O chefe do Executivo concentrou suas críticas nos ministros Alexandre de Moraes, Edson Fachin e Luís Roberto Barroso. Fachin é o atual presidente do TSE (Tribunal Superior Eleitoral), Barroso presidiu a corte eleitoral e Moraes deve comandar o tribunal durante as eleições. Bolsonaro acusou o grupo de querer trazer instabilidade ao país, por desconsiderar as sugestões das Forças Armadas para modificações no sistema, a menos de três meses da disputa. “Por que um grupo de três pessoas apenas quer trazer instabilidade para o nosso país, não aceita nada das sugestões das Forças Armadas, que foram convidadas?”, disse.
O presidente tentou adotar um tom ameno, como se buscasse dar um verniz de seriedade a mais um punhado de ilações sem provas ou indícios ao sistema eleitoral, no momento em que aparece distante do ex-presidente Lula nas pesquisas de intenção de voto. No início do encontro, disse que basearia a apresentação em um inquérito da PF (Polícia Federal) sobre o suposto ataque hacker ao TSE durante as eleições de 2018. “Segundo o TSE, os hackers ficaram por oito meses dentro do computador do TSE, com código-fonte, senhas —muito à vontade dentro do TSE. E [a Polícia Federal] diz, ao longo do inquérito, que eles poderiam alterar nome de candidatos, tirar voto de um e mandar para o outro”, disse Bolsonaro.

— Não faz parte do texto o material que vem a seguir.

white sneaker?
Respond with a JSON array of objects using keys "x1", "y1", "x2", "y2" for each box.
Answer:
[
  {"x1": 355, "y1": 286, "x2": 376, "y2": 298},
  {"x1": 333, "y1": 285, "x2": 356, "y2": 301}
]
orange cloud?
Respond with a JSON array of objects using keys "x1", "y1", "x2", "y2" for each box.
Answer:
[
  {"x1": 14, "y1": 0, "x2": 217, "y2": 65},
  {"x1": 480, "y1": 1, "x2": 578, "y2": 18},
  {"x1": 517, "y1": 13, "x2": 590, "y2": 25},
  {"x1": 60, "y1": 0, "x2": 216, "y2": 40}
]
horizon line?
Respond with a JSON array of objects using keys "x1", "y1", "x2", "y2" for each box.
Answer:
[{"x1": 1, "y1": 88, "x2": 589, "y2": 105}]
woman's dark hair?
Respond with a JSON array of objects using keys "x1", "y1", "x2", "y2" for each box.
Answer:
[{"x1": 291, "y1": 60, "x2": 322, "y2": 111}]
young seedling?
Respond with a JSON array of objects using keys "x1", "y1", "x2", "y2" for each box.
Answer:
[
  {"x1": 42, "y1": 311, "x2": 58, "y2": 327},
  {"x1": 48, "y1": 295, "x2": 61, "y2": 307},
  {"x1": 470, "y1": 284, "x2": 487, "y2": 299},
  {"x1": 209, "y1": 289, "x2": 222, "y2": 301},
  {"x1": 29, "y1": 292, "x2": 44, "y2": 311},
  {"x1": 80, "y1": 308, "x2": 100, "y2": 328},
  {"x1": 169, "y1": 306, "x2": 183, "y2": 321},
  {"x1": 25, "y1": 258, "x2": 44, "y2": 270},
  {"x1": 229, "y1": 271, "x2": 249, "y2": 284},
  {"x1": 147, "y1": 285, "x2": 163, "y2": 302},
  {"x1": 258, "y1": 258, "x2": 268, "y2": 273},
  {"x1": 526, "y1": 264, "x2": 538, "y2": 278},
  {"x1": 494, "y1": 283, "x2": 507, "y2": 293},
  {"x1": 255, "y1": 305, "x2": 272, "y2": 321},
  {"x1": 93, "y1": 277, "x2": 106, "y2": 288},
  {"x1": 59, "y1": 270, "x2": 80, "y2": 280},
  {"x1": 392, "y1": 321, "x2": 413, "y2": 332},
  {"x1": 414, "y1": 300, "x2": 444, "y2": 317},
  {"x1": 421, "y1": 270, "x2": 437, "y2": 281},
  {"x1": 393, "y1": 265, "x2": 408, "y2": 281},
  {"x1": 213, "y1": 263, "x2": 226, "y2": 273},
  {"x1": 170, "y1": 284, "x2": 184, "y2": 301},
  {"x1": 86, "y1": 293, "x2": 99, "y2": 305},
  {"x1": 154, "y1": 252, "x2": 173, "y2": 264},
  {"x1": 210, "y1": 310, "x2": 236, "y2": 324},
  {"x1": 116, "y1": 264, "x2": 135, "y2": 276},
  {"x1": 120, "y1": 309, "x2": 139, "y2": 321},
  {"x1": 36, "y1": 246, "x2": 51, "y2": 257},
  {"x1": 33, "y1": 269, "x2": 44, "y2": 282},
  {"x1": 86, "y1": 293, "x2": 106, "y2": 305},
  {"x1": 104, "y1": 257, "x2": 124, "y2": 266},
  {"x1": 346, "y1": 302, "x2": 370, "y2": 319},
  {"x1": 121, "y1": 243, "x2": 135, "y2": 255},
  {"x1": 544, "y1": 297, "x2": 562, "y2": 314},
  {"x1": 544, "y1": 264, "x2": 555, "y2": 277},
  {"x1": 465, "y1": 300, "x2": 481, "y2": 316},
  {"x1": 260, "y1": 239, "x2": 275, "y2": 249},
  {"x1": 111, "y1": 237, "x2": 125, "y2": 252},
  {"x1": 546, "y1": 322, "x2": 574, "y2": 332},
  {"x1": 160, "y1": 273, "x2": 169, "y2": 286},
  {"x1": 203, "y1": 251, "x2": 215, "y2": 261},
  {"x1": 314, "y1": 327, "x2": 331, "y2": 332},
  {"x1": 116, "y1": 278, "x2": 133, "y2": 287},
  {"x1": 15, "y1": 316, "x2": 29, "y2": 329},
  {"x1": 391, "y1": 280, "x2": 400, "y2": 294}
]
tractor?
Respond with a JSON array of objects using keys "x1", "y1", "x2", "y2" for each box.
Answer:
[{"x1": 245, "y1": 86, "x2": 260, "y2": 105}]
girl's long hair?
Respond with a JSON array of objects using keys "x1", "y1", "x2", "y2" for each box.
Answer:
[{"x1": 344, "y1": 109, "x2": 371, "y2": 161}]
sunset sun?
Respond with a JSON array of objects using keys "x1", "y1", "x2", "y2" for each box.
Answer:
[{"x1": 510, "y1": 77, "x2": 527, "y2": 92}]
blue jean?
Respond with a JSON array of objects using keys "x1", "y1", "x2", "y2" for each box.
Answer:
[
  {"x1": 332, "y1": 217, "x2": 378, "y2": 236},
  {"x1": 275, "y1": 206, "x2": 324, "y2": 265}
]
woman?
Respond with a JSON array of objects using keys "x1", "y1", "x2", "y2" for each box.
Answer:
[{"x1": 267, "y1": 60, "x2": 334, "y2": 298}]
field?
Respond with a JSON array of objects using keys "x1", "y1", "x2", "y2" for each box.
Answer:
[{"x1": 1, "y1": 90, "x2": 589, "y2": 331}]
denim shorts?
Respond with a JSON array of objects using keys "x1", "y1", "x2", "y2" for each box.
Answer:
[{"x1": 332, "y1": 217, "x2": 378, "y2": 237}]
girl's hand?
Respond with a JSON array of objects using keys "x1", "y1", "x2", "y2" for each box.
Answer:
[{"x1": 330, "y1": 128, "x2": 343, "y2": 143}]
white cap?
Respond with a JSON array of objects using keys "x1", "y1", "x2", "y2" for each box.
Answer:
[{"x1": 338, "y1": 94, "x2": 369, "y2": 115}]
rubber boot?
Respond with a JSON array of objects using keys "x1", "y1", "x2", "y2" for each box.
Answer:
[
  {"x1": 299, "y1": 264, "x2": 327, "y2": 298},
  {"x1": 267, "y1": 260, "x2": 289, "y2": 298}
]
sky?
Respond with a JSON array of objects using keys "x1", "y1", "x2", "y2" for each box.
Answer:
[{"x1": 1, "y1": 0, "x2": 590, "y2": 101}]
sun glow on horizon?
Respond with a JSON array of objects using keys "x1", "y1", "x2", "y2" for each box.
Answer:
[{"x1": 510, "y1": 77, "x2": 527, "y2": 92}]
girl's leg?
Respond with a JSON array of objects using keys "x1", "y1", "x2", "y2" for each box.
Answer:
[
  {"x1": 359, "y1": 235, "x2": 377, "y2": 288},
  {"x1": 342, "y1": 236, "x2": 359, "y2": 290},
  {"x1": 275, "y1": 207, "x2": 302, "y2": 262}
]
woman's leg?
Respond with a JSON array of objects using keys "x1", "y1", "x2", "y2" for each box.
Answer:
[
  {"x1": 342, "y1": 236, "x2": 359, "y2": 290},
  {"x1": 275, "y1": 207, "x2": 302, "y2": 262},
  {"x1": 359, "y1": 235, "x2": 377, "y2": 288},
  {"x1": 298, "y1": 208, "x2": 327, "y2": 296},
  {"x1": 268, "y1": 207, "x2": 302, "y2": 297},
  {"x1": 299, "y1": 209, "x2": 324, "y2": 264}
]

No Brasil, nunca houve registro de fraude nas urnas eletrônicas, em uso desde 1996.
Fachin: “inaceitável negacionismo”
O presidente do TSE, Edson Fachin, foi convidado ao evento mas recusou porque, como chefe do tribunal, “por dever de imparcialidade”, não poderia comparecer a um ato de pré-candidato.

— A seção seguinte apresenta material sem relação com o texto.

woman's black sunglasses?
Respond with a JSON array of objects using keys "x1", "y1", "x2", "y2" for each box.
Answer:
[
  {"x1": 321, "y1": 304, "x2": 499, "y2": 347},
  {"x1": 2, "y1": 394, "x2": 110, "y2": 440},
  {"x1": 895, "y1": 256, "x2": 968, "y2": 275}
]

Em palestra na Ordem dos Advogados do Paraná (OAB-PR), classificou a apresentação como uma “encenação”. Sem mencionar o nome de Bolsonaro, afirmou que há “inaceitável negacionismo eleitoral por parte de uma personalidade pública” e uma “muito grave” acusação de fraude sem provas.
Criticou o que chamou de “teia de rumores descabidos”, “narrativas nocivas” e “populismo autoritário”, e repetiu que não existe nenhuma possibilidade de interferência externas nas urnas eletrônicas, já que elas não são conectadas à internet.
Longo histórico de ataque às urnas
Por meio de uma profusão de mentiras, Bolsonaro vem fomentando a descrença nas urnas. No entanto, ao invés de ser barrado por aqueles ao seu redor, o mandatário tem contado com o respaldo de militares, membros do alto escalão do governo e seu partido em sua cruzada contra a Justiça Eleitoral.
As Forças Armadas têm repetido o discurso de Bolsonaro. Em ofício recente, solicitaram ao TSE todos os arquivos das eleições de 2014 e 2018, justamente os anos que fazem parte da retórica de fraude do presidente.
Antes de ser eleito em 2018, Bolsonaro já dizia que só não ganharia se houvesse fraude.
O discurso aparenta funcionar como um plano B para o caso de perder o pleito. Também foi usado como tentativa de pressionar o Congresso pela aprovação do voto impresso.
Em 2021, veio a mais forte ameaça golpista ligada ao tema. Em conversa com apoiadores, Bolsonaro disse que “a fraude está no TSE” e atacou o então presidente da corte eleitoral e ministro do STF, Luís Roberto Barroso, a quem chamou de “idiota” e “imbecil”.
“Não tenho medo de eleições, entrego a faixa para quem ganhar, no voto auditável e confiável. Dessa forma [atual], corremos o risco de não termos eleição no ano que vem”, disse.
A fala ocorreu após uma sequência. No dia anterior, também ao falar com apoiadores, fez outra ameaça semelhante: “Ou fazemos eleições limpas no Brasil ou não temos eleições”.